Thorben Kaiser, jener Tausendsassa mit Skills in Sachen Rhymes und dem Mut, schutzlos in die Welt hineinzurufen, ist ZackiBoy. Er ist schon seit Jahren ein fantastischer und genauer Beobachter bestimmter Blasen, die sich aus Werbetexterei, Kneipengängen, Linksaktivismus, Familienangelegenheiten, Vinyl, Freundschaft sowie Traurig- und Fröhlichkeit speisen. Seine Nachdenkereien münden oft in musikalischen Vignetten – in catchy Stücken, die auf den ersten Blick naiv-lustig wirken, auf den zweiten allerdings depressive Welten, Verlorenheit und Überforderung auf einer Nebenspur beschreiben.
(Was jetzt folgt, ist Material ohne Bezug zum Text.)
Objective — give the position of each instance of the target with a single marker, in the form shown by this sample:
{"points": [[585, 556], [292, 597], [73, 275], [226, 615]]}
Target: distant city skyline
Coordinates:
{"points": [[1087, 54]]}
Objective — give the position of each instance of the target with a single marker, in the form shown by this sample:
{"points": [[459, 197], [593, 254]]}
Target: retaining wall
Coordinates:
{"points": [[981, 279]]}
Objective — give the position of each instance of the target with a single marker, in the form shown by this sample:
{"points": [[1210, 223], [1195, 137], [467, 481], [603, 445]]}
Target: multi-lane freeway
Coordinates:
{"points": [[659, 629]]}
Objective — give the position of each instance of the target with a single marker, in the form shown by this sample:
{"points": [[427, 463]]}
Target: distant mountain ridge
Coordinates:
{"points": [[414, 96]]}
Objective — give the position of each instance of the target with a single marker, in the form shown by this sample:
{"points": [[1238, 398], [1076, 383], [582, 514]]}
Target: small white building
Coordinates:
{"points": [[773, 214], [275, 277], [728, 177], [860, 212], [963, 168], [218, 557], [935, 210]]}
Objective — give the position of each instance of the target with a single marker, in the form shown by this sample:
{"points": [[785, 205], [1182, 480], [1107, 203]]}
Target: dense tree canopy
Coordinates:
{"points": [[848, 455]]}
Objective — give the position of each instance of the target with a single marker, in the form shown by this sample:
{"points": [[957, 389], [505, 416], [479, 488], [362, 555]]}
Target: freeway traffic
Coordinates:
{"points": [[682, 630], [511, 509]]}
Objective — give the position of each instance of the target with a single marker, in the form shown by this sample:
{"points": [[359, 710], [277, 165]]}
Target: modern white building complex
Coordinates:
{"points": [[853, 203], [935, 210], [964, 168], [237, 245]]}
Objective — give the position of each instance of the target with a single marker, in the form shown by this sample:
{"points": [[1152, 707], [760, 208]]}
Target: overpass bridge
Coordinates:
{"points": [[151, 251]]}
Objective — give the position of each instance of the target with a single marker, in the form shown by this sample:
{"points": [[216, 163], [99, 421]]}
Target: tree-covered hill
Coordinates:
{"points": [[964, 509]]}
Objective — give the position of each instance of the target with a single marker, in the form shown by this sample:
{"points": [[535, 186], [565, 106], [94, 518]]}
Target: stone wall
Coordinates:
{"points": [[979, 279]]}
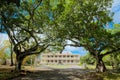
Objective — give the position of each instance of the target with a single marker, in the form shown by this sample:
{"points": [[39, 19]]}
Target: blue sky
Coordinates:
{"points": [[80, 50]]}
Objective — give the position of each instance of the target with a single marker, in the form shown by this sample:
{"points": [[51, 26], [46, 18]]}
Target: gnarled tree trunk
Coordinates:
{"points": [[100, 66], [19, 61]]}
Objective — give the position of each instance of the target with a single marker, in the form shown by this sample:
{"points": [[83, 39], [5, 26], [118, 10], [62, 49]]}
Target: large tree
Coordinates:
{"points": [[84, 24], [29, 27]]}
Dass das eine große Kunst ist, wissen wir spätestens seit Andreas Dorau (der auf dem Track „Immer ehrlich“ zu hören ist) oder der leider bereits verflossenen Band Schnipo Schranke. Auf seinem Debütalbum SOFTY spielt Kaiser nun das durch, was sein persönliches Leben in all seinen Facetten aus- und mühsam macht, und gibt uns Hörer:innen ganz nebenbei nützliche und berührende Handreichungen. In „Gute Laune“ werden zum Beispiel die schönen und lästigen Abläufe seines Alltags aufgezählt und gleichzeitig das Ringen um Positivität und der unbedingte Wille zum Glücklichsein als mitunter anstrengend benannt.
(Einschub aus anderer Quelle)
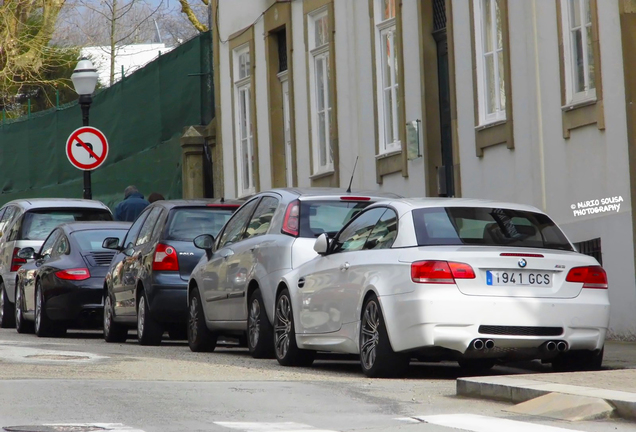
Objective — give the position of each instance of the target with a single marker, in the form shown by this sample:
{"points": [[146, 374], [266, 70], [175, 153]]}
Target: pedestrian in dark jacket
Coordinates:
{"points": [[132, 205]]}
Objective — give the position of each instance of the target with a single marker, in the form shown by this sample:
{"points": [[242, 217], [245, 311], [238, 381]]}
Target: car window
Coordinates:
{"points": [[61, 247], [47, 247], [92, 240], [384, 232], [235, 228], [354, 236], [37, 224], [487, 227], [262, 218], [317, 217], [133, 232], [149, 224], [187, 223]]}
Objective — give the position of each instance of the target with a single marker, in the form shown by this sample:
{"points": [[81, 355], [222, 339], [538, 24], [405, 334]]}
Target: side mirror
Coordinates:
{"points": [[205, 242], [26, 253], [322, 244], [111, 243]]}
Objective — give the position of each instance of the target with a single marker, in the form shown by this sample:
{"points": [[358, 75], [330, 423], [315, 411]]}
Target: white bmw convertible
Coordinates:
{"points": [[475, 281]]}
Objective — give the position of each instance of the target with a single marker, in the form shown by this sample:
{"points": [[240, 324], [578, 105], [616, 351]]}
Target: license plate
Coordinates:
{"points": [[516, 278]]}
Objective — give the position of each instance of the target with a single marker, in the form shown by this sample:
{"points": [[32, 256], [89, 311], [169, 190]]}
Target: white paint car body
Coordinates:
{"points": [[444, 320]]}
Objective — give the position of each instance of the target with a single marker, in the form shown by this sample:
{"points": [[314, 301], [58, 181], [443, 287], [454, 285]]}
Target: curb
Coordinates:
{"points": [[517, 390]]}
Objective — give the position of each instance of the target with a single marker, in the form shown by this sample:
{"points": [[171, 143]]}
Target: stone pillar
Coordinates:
{"points": [[192, 142]]}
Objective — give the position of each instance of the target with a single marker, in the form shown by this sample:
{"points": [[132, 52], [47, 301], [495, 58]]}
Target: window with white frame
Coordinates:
{"points": [[489, 56], [243, 122], [578, 54], [319, 81], [386, 76]]}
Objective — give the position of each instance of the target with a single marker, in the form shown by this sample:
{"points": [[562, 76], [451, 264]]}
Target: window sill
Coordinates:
{"points": [[388, 154], [578, 104], [490, 125], [322, 174]]}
In „Paare“ heißt es, um den entbehrlichen Stress in Beziehungen zu beschreiben: „Was ist das für ’ne Rechnung, was ist das für’n Paket? Mit wem hast du gesprochen, hast du ein Tête-à-Tête?“, um anschließend, nach der unausweichlichen Trennung, der Erleichterung Ausdruck zu verleihen, lebend aus all dem herausgekommen zu sein. Hier wird Pärchenalltag verarbeitet, dass sich die Balken biegen. Musikalisch bewegt sich SOFTY im Bereich prickelnder DIY-Pop mit Anspruch und hintergründigem Witz. Ein großer Spaß, aber auch ein Aufrauschen melancholischer Gefühle. Echt toll, echt gehaltvoll!